AI and Integration
The general release of ChatGPT in November of 2022 changed everything. Unique use cases for ChatGPT poured in every day, changing previously-held beliefs on what was possible.
Since connectivity enables everything, we knew OpenAI’s API would open up even more possibilities. So we began investing in creating our own OpenAI Connector for MuleSoft to make connectivity easy. We knew that while we were working on enabling connectivity, we’d be able to think of lots of great ways to use it when it was ready.
And we did. Below is our first organizational use case integrating into OpenAI’s services, and it’s been incredibly valuable to Green Irony already.
The Problem
Like many technology companies, Green Irony receives a huge volume of resume submissions to open job postings.
This can be both a blessing and a curse.
It’s a blessing because we have the reach and employment brand to attract hundreds of applicants to open positions within days of posting.
It’s a curse because someone needs to go through these resumes and whittle them down into a candidate pool for phone interviews. With techniques like keyword stuffing now combined with the likes of AI-generated resumes, properly screening resumes is getting more challenging by the day. Not only does it require a lot of person-hours to do properly, but it also requires heavy domain knowledge and experience in the roles being screened.
In short, doing it right required a lot of internal experts’ time and effort, and these experts were already very busy. We needed to get them some help.
The Solution
Fortunately, Green Irony’s R&D team, armed with the most disruptive technology we’ve ever laid eyes on, was up to the challenge.
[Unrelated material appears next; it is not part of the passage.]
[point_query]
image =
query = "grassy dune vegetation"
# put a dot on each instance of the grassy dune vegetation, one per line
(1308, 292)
Using Green Irony’s OpenAI Connector for MuleSoft, our team delivered a set of APIs capable of providing a candidate rating against a job post, reasoning for the rating, and a set of questions to validate the candidate and ensure gaps are filled. This is all done real-time, triggered by a webhook integration on every inbound candidate submission and performed asynchronously, writing scores and other relevant contextual information back into our Applicant Tracking System.
Real-time integration allows us to quickly alert our team of promising candidates, enabling us to get in front of them faster. Our solution was driven by a belief in the “human in the middle” concept, so our goals are to arm our team with the best information, not to disqualify candidates based on an AI-only recommendation.
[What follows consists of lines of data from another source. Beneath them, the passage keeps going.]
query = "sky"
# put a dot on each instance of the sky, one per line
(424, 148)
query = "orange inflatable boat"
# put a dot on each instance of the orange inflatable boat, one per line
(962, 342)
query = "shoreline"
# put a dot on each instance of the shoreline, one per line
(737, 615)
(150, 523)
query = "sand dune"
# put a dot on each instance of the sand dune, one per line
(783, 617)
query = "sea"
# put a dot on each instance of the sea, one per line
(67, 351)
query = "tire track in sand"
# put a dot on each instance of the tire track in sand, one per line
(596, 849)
The secret sauce of the solution lies in a few key areas:
- Easy, connector-based connectivity into OpenAI, enabling us to focus on delivering and testing what matters for the use cases
- Prompt engineering and A/B testing of various prompts, ensuring we mitigate any hallucination issues and receive the most accurate feedback possible about every resume
- Working up an accurate job posting that is very clear about what success looks like and then parsing resumes for key information that is relevant to scoring against a job posting
- Fine tuning of the OpenAI AI model and continuously sampling results with our human experts, ensuring alignment between human ratings and feedback and AI-generated ratings and feedback (in progress)
The Results
- Labor Bandwidth Savings: The AI provides a sophisticated scoring system that significantly reduces the time spent on evaluating each resume, from an average of 10 minutes to mere seconds. This labor savings comes from critical resources who are very busy with other work in a fast-growing startup.
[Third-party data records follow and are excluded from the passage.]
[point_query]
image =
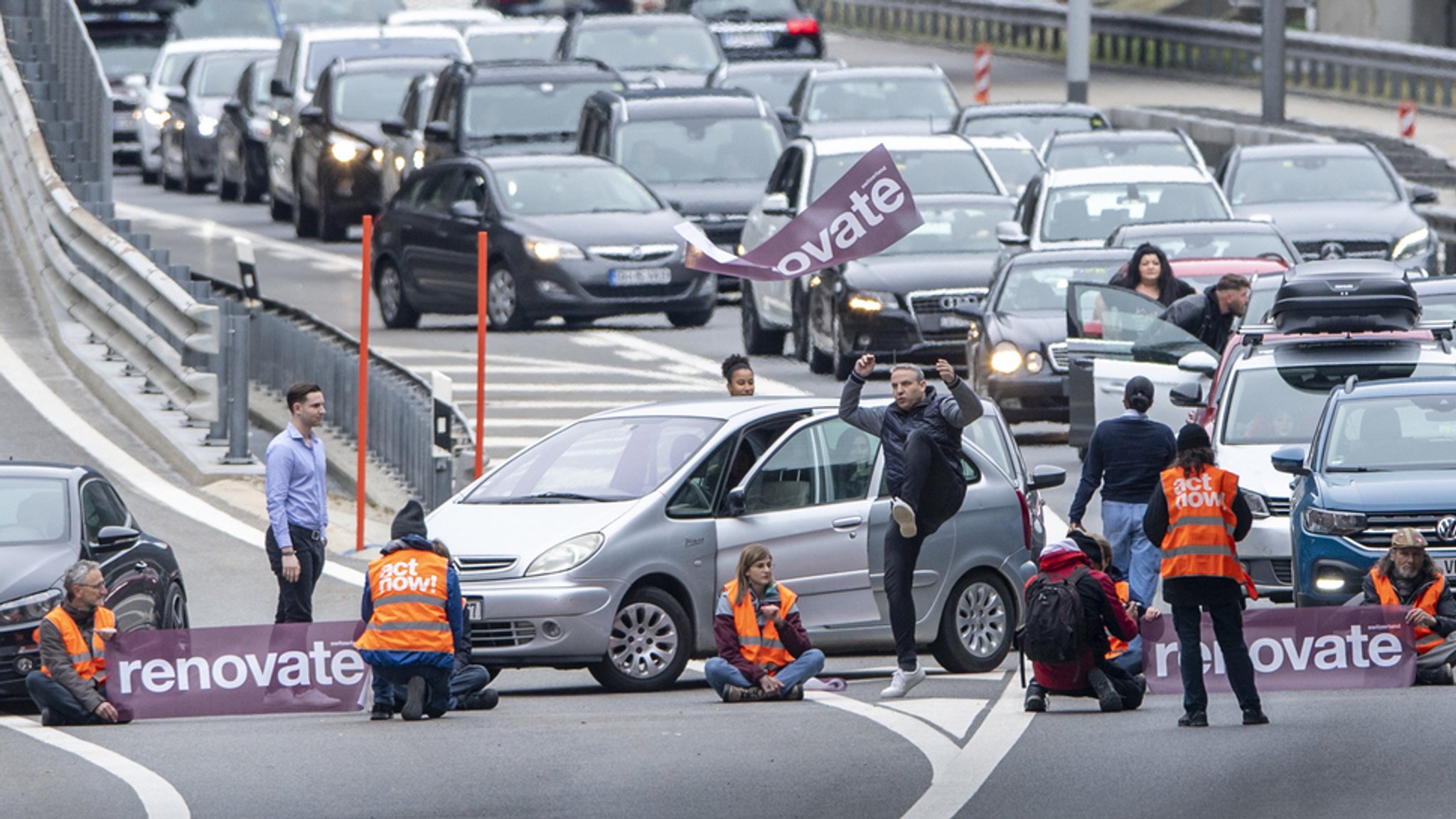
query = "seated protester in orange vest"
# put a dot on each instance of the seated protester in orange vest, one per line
(1407, 576)
(70, 688)
(764, 652)
(1197, 515)
(412, 611)
(1089, 674)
- Increased Interview Quality: The AI system offers detailed insights on each candidates’ strong matches and gaps in relation to the job description. This has resulted in stronger selections for interviews and reduction in the number of necessary interviews in half from an average of 6 to 3. Increased quality of interviews leads to increased quality of onboarded new hires.
- Enablement of HR Resources: The contextual information delivered by our solution enables our HR resources to ask better, more technical questions to assess the quality of candidates sooner within our process. This results in a higher quality of candidate pool reaching our second interview stage.
- Reduction in Recruiting Timeline: The use of AI allows for swift identification and rejection of unsuitable candidates, reducing time spent in the recruitment process. This has led to a 5X+ reduction in the amount of time we spend thinning 100 applicants into 15 for phone interviews, so we’re able to talk to better candidates more quickly.
Key Takeaways for AI
If someone would’ve thought of this solution 12 months ago, our first thought would be that it would take millions of dollars worth of technology labor investment to deliver because of how time-consuming machine learning is.
The release of GPT-3.5 shattered this point of view. We now have access to an extensible LLM capable of performing this level of expert analysis with the right prompts and tuning. We’re in uncharted territory, and it’s up to leaders to find the right tasks for AI, tasks to take off the plates of overworked humans.
To us, our own resume screening process was the perfect type of scenario for delivering value with generative AI. We had a very tedious, time-consuming task that also required experts to perform it. This task was a scale inhibitor since not only does it require so much time that an organization like ours can’t possibly keep up, it’s also VERY important to get right.
Generative AI has been a revelation for our applicant screening process, and it’s just the beginning.